東京科学大学(Science Tokyo) 医歯学総合研究科 地球環境医学分野の那波伸敏教授が研究代表者を務める国際共同研究の成果の一つとして、キルギス共和国オシュ国立大学に設立された「大気汚染研究センター(IRCAPS:Inter-Institutional Research Center for Air Pollution Studies)」が、2026年のキルギス共和国開発パートナー調整会議(DPCC)「大気質ワーキンググループ」共同議長に選出されました。国連環境計画とともに、4月17日に共同議長として初めての会議を実施しました。
IRCAPSは、国立研究開発法人 科学技術振興機構と独立行政法人 国際協力機構が国際共同研究全体の研究開発マネージメントおよび経費支援を行う地球規模課題対応国際科学技術協力プログラム(SATREPS:Science and Technology Research Partnership for Sustainable Development)に採択された那波教授が主導する「衛星データ・領域化学輸送モデルを用いた大気汚染評価システムの開発と大気汚染および室内空気汚染対策に関する新拠点の形成」プロジェクトの一環として開設されました。IRCAPSは、キルギス共和国において科学的エビデンスに基づく大気汚染研究、人材育成、政策提言を一体的に推進する研究拠点と位置づけられており、日本とキルギスの研究者が協働し、キルギス共和国内地域の健康課題と環境政策を結びつける実践的な研究を継続的に進めています。
DPCCは、キルギス共和国において、開発パートナーや政府機関などの間で協力を促進する調整会議体です。その中でも大気質ワーキンググループは、国連環境計画、アジア開発銀行、世界保健機関、世界銀行など、多数の国際機関および研究機関が参画し、同国のクリーンエア政策を支える中核的な枠組みとなっています。

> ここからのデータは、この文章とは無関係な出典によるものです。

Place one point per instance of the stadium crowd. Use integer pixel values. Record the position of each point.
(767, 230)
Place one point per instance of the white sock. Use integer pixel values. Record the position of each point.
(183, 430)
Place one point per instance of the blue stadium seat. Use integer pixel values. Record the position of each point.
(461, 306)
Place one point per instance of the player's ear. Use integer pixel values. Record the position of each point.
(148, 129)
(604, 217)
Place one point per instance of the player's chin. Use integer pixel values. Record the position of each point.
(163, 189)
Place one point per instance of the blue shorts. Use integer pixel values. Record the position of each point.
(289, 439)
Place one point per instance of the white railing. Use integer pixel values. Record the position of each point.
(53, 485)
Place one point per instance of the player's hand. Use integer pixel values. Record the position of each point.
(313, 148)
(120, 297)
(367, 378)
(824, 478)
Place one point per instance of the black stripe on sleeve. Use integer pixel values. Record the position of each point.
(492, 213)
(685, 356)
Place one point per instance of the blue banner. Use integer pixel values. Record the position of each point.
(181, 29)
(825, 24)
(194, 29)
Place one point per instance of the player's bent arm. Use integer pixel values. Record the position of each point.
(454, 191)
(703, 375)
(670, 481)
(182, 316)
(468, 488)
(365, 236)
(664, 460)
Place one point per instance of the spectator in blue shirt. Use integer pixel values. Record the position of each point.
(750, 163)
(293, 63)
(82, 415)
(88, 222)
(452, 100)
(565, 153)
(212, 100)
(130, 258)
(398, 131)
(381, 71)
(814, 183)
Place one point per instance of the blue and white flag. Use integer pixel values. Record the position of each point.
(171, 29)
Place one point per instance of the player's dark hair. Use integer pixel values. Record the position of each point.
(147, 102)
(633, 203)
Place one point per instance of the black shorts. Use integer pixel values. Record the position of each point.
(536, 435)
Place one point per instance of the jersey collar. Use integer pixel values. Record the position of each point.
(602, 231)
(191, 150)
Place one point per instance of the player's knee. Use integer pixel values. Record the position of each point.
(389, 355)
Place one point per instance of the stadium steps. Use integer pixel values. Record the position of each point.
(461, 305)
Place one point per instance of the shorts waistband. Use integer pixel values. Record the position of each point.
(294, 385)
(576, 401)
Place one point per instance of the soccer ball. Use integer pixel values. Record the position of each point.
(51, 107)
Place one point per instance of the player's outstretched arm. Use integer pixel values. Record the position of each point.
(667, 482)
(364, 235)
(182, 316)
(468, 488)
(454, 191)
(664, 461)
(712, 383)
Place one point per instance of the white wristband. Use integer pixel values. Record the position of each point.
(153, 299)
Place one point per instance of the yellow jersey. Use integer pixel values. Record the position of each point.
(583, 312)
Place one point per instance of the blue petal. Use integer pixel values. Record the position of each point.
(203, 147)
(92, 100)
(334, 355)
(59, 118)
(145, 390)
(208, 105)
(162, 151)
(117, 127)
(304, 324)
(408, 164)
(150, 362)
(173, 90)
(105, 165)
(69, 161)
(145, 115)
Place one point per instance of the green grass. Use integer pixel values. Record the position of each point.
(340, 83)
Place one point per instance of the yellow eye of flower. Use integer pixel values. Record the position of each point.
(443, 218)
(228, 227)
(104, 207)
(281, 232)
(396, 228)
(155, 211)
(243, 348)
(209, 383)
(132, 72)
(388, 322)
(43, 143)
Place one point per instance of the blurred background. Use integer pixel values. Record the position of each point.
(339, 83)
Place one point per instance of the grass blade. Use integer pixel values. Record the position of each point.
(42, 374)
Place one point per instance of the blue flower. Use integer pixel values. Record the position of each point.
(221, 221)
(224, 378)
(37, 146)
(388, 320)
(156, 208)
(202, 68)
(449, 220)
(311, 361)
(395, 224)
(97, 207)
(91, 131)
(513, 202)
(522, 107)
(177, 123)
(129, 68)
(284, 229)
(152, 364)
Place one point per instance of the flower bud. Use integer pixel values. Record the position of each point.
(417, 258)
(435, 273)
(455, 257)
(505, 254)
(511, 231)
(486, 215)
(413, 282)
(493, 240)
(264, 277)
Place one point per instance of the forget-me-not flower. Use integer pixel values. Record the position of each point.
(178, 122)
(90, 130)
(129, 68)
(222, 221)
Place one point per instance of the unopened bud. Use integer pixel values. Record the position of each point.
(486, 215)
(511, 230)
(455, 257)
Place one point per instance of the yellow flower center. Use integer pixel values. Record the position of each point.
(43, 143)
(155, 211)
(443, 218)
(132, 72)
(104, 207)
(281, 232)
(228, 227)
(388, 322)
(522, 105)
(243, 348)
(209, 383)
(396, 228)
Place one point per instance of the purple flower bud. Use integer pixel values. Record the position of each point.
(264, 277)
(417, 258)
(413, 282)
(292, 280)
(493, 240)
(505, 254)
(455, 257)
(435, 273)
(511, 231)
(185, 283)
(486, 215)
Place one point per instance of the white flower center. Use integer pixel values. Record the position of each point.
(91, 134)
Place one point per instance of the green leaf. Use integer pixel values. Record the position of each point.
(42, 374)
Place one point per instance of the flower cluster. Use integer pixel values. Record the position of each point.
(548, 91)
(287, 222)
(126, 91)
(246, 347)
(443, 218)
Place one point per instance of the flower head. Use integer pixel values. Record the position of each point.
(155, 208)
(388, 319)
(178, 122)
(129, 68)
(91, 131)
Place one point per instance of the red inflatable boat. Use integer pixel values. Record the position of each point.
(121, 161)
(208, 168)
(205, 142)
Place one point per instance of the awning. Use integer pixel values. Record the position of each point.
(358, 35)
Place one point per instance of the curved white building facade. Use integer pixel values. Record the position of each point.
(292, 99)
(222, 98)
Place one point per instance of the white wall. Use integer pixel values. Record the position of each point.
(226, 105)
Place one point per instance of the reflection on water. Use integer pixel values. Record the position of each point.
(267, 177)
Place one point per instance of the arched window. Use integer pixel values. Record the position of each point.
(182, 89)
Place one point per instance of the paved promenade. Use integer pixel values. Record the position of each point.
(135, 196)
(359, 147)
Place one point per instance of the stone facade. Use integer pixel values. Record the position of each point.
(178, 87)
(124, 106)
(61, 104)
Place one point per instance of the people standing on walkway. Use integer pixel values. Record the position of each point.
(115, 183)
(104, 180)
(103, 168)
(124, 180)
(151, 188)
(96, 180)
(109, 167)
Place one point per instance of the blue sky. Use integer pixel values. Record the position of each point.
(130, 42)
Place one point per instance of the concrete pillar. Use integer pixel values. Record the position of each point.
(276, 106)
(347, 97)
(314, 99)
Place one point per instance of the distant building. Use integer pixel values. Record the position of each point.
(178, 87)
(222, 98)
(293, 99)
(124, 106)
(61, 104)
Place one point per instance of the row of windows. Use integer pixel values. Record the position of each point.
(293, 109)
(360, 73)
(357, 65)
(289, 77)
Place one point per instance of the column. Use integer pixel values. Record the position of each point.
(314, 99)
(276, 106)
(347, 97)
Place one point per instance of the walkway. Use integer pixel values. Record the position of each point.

近年、同ワーキンググループは、2025年6月に報告書「キルギスにおけるクリーンエア対策の概要(2018–2024)」の取りまとめにも貢献しました。本報告書では、キルギス共和国の首都ビシュケク市における大気質評価や政策対話の成果が整理されており、那波教授が主導するSATREPSプロジェクトの研究成果も、重要な取り組みの一つとして紹介されています。
2026年の任期においては、Science Tokyo医歯学総合研究科 地球環境医学分野 博士課程に在籍するアイペリ・アサンベク・キズィ氏がIRCAPSの実務窓口として、ワーキンググループの連絡および会合調整を国連環境計画の担当者とともに行います。キズィ氏はオシュ国立大学出身であり、環境医学研究とキルギス共和国の社会的・政策的背景の双方を理解する専門人材として、SATREPSプロジェクトの研究成果を国際的な政策対話の場へとつなぐ役割を担います。
IRCAPSはDPCC大気質ワーキンググループ共同議長として、那波教授が日本側研究代表者として主導してきたSATREPSプロジェクトで蓄積された科学的エビデンスと人材ネットワークを基盤に、研究成果が政策議論や国際的な調整の場において適切に共有・活用されるよう取り組み、同国の大気質改善に寄与していきます。